Hi Ive been reading a few of your posts which are really helpful. A little bit about myself. myself and dh been ttc 5yrs. Had 2 failed IVF attempts, last one June 2012. Only other option was egg donation, which we really not sure we can go through with emotionally. We had 3 bereavements in between all this, one of which was very horrific and we then had to attend my sisters murder trial last August. So my emotions have been so mixed up from day to day. Anyway, we finally decided to go down the adoption route, which we had been talking about for a long time. So in Jan 2013 I made the call to our LA and they have sent the application pack. But now I feel so emotional all the time, my sis in law (who is 46) is now pregnant and I feel so upset all the time. Should we hold off for a bit before going through with all this do you think? DH thinks we should as he feels the same. Not sure where to turn, who to talk to, and what to cry about ! xxxx


----------



## Lolly1985

Hi Monkey

My goodness I am so so sorry that you have had such a traumatic time. Sending you all my love and thoughts to get through all this :hugs:

In all honesty the journey down the adoption road is very emotional and while we all have lots going on in our lives, I would advise you to maybe take some time with your hubby to get yourself a little stronger so that you are able to deal with all that is thrown at you. Have you thought about some counselling, or have you had some? SWs and agencies will expect you to be able to talk openly about what has happened, and how you have dealt and moved forward. they might question how the grief has altered the family dynamics, what you have learned from it all etc. It will be very difficult for you I am sure so you need to be able to cope with that. Of course tears are ok, I have cried during sessions with my SW on three seperate occassions. It really does depend whether you are ready for the level of questioning, intrusion and committment to this process at this time.

Why not ask if your LA have an open day/evening that you could attend for more info. Also look around, there will be other agencies in your area, so see which is best suited. this means you are still looking into adoption, but are removing some of the pressure to start the process asap.

Good luck with your decision, only you and DH will know when the time is right xxxxx


----------



## Loski83

Agree with what lolly says make sure you and your husband are strong and able to support each other through the tough times. Visit some agencies or phone them get your name out there then when you do decide they will know that you have been interested for a while.


----------



## Monkey78

Thank you Loski and lolli for both your helpful replies, it's lovely to talk to you both. Loski I read your journey, what a lovely ending you have had. Lolli how far are you now on your journey? I will take your advice and book in for an open evening, that will be a start for us. I worry because I am 44 and I don't want to leave things too long as I know it's a long journey ahead of us. And i dont want to be too old to enjoy life as a new family Xx


----------



## Lolly1985

Hi Monkey

I think that is great that you are thinking of looking into some open evenings :thumbup: You may even have the opportunity to briefly discuss some of your concerns with a SW as some offer 1:1 chats if you hang around at the end. Keep us posted!

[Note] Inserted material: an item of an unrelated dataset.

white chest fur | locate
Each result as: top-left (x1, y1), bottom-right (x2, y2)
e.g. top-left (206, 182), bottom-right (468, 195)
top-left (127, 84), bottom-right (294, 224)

We have completed prep, and have had 7 home study sessions. SW thinks about 2 more, and she is starting to write our PAR which is fab. We are ahead of the game (so she says!) as we are not sue at panel until June, but she is hoping we may make Mays approval panel if things continue to go well. Keep your fingers crossed!!

Keep in touch won't you, and maybe come and join us on the Adoption Journey thread Loski started if you feel ready. :hugs:


----------